Today was OK; nothing Earth-shattering. Which, in a way, bums me out. (I think I just have to get used to having settled in, and not, like, continuously moving around and looking forward to being somewhere else — or do I? I’m already looking forward to trips to PR, D, and H!) I had an interview with a possible fourth client, and that went well. I must say, this freelance thing takes a lot of patience, as there isn’t as much measurable output as one might need to feel productive. AND, it just takes a lot of time linking up with people and arranging work. I feel somewhat blah about this next project, but I’m sure I’ll rally.

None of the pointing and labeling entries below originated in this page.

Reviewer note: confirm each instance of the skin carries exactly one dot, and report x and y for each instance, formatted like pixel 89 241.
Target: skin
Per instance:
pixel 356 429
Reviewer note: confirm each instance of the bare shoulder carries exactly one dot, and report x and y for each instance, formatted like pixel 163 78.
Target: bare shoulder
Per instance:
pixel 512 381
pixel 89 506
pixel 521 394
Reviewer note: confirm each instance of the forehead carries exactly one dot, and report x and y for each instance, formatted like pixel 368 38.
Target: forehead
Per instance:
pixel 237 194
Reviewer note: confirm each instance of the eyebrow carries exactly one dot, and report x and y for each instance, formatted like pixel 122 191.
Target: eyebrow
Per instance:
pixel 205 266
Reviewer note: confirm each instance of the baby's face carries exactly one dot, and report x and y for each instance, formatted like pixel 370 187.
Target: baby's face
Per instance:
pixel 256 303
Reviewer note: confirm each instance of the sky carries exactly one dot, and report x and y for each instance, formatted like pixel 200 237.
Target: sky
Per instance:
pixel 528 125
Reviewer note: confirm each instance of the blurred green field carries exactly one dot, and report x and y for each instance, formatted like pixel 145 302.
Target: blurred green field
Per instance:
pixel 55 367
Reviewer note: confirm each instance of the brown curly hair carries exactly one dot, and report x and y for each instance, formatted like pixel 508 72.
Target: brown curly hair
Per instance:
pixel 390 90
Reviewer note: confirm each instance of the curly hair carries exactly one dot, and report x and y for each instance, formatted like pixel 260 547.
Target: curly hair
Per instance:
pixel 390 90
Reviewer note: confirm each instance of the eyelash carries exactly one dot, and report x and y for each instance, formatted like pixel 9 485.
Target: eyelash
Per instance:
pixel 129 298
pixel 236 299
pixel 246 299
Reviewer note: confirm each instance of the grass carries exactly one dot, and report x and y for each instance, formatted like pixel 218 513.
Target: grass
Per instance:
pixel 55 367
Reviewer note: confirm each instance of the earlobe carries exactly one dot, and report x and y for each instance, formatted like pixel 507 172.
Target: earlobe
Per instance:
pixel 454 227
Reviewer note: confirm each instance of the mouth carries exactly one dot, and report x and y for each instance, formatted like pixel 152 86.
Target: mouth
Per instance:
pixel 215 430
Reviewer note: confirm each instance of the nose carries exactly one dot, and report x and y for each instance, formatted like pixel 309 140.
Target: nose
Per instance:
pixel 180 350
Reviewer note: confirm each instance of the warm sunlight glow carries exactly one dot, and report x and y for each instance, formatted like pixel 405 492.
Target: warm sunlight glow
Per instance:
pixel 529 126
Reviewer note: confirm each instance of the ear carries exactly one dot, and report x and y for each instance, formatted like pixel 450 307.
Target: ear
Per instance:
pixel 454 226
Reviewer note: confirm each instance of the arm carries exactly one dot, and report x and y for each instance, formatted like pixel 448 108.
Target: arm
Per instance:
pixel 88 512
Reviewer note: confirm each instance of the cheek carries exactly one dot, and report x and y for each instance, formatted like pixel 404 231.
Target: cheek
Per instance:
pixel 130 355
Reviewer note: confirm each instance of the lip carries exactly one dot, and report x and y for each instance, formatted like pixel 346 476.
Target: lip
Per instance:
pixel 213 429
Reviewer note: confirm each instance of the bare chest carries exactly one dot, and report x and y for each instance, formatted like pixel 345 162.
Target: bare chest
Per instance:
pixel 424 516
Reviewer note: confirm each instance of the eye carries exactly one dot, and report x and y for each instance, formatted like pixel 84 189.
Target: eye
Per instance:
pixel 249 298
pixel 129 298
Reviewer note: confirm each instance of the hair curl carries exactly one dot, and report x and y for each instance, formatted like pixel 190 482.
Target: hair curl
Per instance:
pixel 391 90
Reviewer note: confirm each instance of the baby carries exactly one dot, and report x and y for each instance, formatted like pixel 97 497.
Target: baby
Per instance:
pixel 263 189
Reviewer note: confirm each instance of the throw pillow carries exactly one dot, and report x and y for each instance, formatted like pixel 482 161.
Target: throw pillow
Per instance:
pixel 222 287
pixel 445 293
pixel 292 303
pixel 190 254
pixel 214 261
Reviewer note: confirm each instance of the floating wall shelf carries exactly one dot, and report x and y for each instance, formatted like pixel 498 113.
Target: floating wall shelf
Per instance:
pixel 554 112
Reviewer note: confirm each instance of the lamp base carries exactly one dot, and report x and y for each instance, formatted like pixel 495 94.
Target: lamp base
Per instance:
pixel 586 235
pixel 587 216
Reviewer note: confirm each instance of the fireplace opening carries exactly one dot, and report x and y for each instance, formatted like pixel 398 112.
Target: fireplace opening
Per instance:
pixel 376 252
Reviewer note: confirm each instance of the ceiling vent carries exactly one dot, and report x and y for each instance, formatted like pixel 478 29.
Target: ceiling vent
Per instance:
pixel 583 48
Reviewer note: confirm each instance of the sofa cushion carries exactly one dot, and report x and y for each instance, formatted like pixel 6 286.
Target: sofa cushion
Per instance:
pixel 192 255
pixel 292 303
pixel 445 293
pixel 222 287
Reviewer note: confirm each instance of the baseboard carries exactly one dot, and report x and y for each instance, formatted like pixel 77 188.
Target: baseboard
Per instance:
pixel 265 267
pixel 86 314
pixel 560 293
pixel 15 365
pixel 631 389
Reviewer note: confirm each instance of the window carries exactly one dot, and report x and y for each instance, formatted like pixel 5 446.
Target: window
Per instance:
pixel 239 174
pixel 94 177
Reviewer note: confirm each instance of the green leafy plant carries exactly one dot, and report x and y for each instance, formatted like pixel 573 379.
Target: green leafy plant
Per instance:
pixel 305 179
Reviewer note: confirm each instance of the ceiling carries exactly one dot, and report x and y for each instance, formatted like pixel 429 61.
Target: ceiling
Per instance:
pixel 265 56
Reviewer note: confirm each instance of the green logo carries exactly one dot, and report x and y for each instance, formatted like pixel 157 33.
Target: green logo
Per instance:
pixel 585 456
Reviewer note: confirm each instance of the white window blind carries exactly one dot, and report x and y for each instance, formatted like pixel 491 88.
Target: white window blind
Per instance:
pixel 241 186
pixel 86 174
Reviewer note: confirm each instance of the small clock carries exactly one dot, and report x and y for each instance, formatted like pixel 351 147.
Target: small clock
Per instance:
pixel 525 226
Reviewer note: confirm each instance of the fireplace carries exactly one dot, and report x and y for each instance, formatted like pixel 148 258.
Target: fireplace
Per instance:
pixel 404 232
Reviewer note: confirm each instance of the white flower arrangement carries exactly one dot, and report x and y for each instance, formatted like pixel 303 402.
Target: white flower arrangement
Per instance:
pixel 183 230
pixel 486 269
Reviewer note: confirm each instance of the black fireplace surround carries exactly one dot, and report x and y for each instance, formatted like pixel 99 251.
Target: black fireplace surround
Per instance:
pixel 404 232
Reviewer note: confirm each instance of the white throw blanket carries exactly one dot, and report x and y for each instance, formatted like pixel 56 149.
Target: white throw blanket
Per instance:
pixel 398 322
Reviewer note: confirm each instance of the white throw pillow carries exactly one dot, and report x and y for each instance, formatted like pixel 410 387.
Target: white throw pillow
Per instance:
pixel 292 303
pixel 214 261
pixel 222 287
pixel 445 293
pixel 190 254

No meeting for me today — figured I’d be able to OD on meetings this weekend if I end up hitting that conference. (And, why not? It’s right around the corner and how cool will I be when I get to tell people that I actually LIVE in said paradise?). I ended up spending the evening cleaning and unpacking! It feels GREAT to have my closet a little bit more organized, to have the bags off the floor and the sheets and towels and underwear in their right place. Yet…

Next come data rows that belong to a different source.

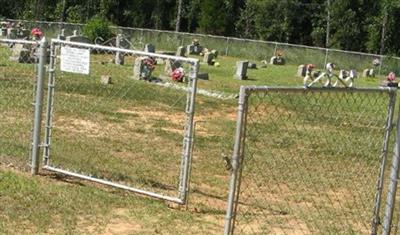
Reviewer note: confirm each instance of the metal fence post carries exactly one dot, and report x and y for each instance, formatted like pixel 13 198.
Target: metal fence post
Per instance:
pixel 380 182
pixel 394 175
pixel 188 140
pixel 38 107
pixel 50 103
pixel 236 162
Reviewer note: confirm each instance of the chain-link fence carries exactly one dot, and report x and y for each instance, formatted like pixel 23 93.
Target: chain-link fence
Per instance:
pixel 237 47
pixel 311 161
pixel 18 74
pixel 111 120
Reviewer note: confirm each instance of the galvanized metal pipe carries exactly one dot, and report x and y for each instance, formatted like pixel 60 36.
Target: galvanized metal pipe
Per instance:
pixel 188 139
pixel 228 229
pixel 379 187
pixel 394 175
pixel 38 107
pixel 105 182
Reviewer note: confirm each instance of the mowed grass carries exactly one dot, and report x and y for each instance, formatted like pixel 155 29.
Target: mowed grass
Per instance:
pixel 131 132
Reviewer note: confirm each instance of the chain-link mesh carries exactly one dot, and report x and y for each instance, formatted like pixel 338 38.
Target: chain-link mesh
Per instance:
pixel 311 162
pixel 18 65
pixel 243 48
pixel 121 123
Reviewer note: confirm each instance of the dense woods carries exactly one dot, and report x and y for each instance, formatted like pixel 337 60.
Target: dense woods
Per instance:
pixel 359 25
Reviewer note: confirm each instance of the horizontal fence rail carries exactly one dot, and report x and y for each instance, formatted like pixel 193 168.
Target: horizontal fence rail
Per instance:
pixel 238 47
pixel 310 161
pixel 109 122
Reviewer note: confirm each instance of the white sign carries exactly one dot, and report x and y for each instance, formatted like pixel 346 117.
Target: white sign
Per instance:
pixel 75 60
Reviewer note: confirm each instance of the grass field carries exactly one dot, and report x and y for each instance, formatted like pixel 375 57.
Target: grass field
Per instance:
pixel 131 132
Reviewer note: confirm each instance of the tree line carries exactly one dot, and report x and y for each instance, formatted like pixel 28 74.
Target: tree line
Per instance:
pixel 358 25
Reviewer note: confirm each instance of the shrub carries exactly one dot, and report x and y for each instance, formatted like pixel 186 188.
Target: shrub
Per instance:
pixel 97 27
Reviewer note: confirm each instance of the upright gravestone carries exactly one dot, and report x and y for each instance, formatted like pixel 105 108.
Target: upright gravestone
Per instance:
pixel 241 70
pixel 301 70
pixel 119 57
pixel 11 33
pixel 181 51
pixel 21 54
pixel 137 68
pixel 61 36
pixel 3 32
pixel 77 38
pixel 208 58
pixel 150 48
pixel 170 66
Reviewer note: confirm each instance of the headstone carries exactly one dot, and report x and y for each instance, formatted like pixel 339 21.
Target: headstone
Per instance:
pixel 241 70
pixel 11 33
pixel 170 66
pixel 105 79
pixel 78 38
pixel 215 52
pixel 203 76
pixel 301 70
pixel 141 70
pixel 23 33
pixel 277 60
pixel 150 48
pixel 181 51
pixel 343 74
pixel 137 68
pixel 119 57
pixel 3 32
pixel 61 36
pixel 160 61
pixel 21 54
pixel 208 58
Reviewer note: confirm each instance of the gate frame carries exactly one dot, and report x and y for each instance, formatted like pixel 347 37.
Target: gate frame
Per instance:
pixel 239 153
pixel 188 132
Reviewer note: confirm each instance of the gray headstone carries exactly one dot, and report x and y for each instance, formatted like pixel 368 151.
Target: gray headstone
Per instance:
pixel 11 33
pixel 301 70
pixel 241 70
pixel 170 66
pixel 277 60
pixel 21 54
pixel 150 48
pixel 119 57
pixel 137 68
pixel 77 38
pixel 181 51
pixel 105 79
pixel 208 58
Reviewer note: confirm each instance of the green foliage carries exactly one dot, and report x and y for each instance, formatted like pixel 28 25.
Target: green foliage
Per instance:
pixel 97 27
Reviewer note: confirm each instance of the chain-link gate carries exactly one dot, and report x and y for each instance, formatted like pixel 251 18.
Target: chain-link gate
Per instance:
pixel 117 123
pixel 312 161
pixel 19 61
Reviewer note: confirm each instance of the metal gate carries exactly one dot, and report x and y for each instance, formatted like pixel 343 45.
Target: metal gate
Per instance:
pixel 312 161
pixel 107 127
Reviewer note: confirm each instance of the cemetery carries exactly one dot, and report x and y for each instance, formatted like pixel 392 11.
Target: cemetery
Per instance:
pixel 129 111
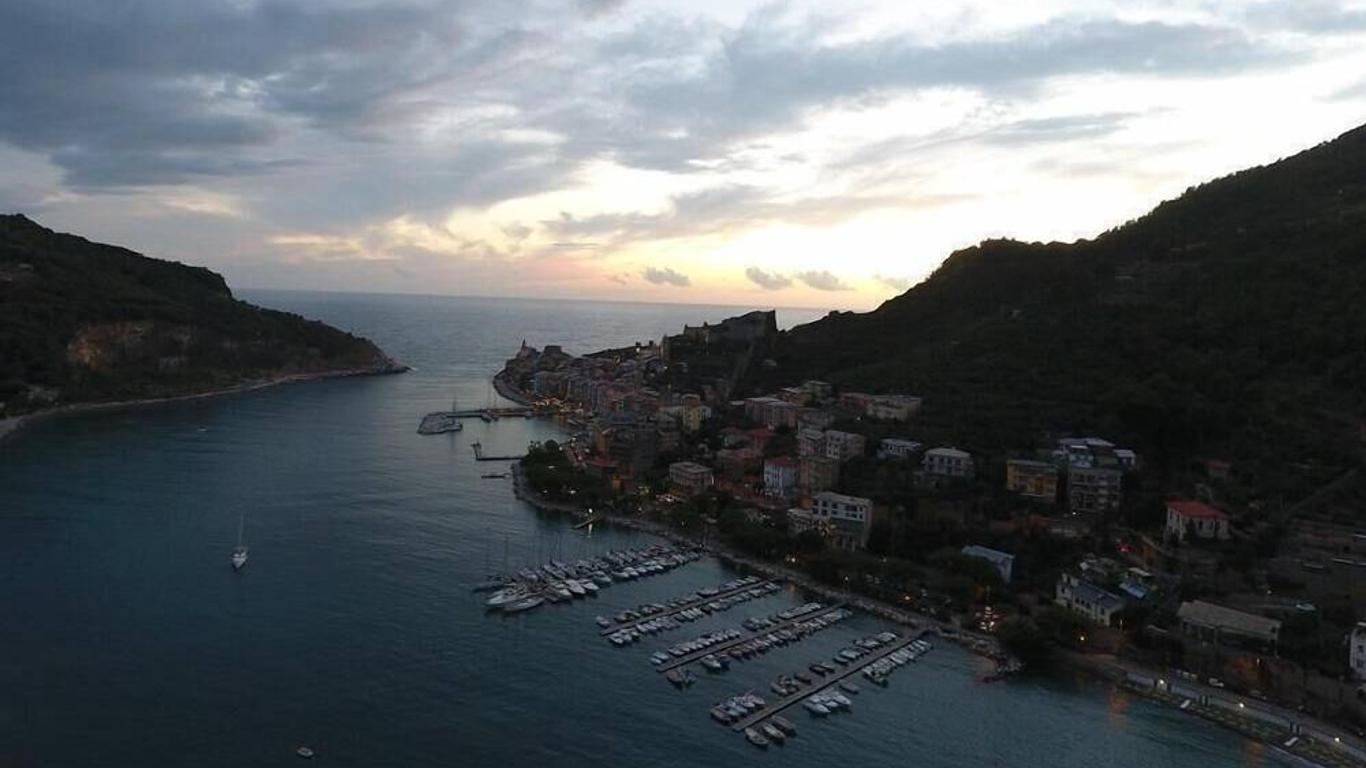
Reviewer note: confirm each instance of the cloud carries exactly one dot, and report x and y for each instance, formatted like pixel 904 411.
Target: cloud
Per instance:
pixel 768 280
pixel 823 280
pixel 894 282
pixel 665 276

Always a yet. Why can’t I just be happy with what is? Settling in makes me feel unsettled, that’s just a given. I am a restless mofo, and I know this about myself. It’s one of the reasons I drank. Speaking of which, at last night’s meeting, one woman shared that her biggest obstacle to acceptance was that she didn’t like the 21st century! LOL I could relate; I mean, we all have our “head” issues, our perceptions of reality that make us feel crazy/weird being human. Mine is information overload and an inability to “see through” the physical reality around me. More often than not, I would drink out of anxiety and frustration surrounding these glitches.

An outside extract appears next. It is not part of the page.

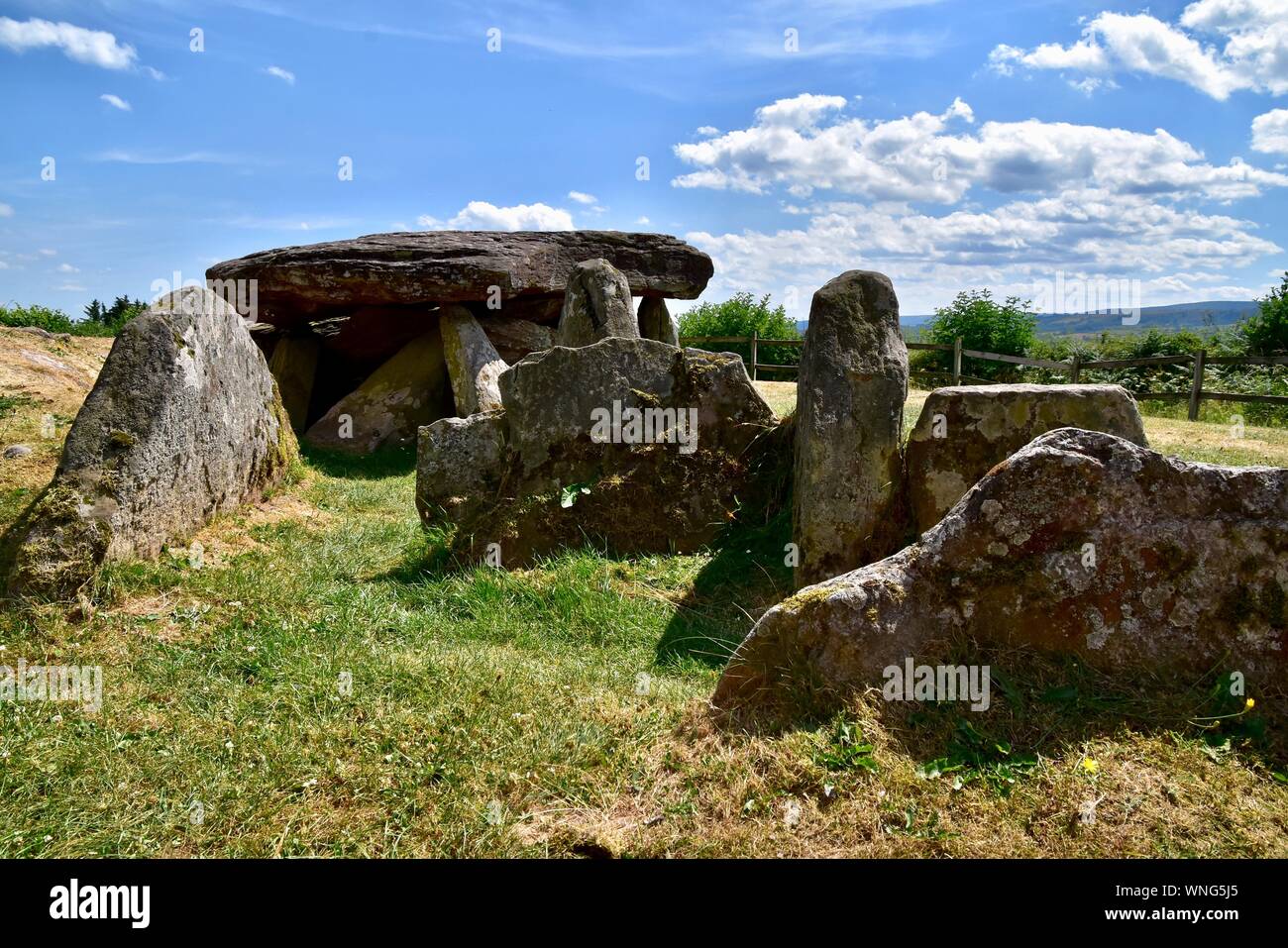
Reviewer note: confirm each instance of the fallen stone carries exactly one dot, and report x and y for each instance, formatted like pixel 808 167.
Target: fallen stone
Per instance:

Anyway, yup, always in my head! Oh, well, that’s what this blog is for. Anyway…I miss my stuff in [cold east coast city]. I miss…my life. In [cold east coast city]? I’m not sure. I feel…like I’m floating. Maybe it’s time for a “real” job; it’s cool to have reached my goal of earning a living as a freelance writer, but I know — have known for a while — that it’s not something that I find all that rewarding anymore, writing/editing, and there are other things I know I’d like to spend my time doing.

All in due time. One day at a time. I have trouble with this, so I’m just going to calmly shut my laptop and Turn It Off.

Oh, and: 14 days, kids! And, really, very little desire to drink; very large desire to keep working, moving forward, and keeping the “wine gut” to a bare minimum (I think I can safely transition to using the more aptly named “blueberry muffin gut” now).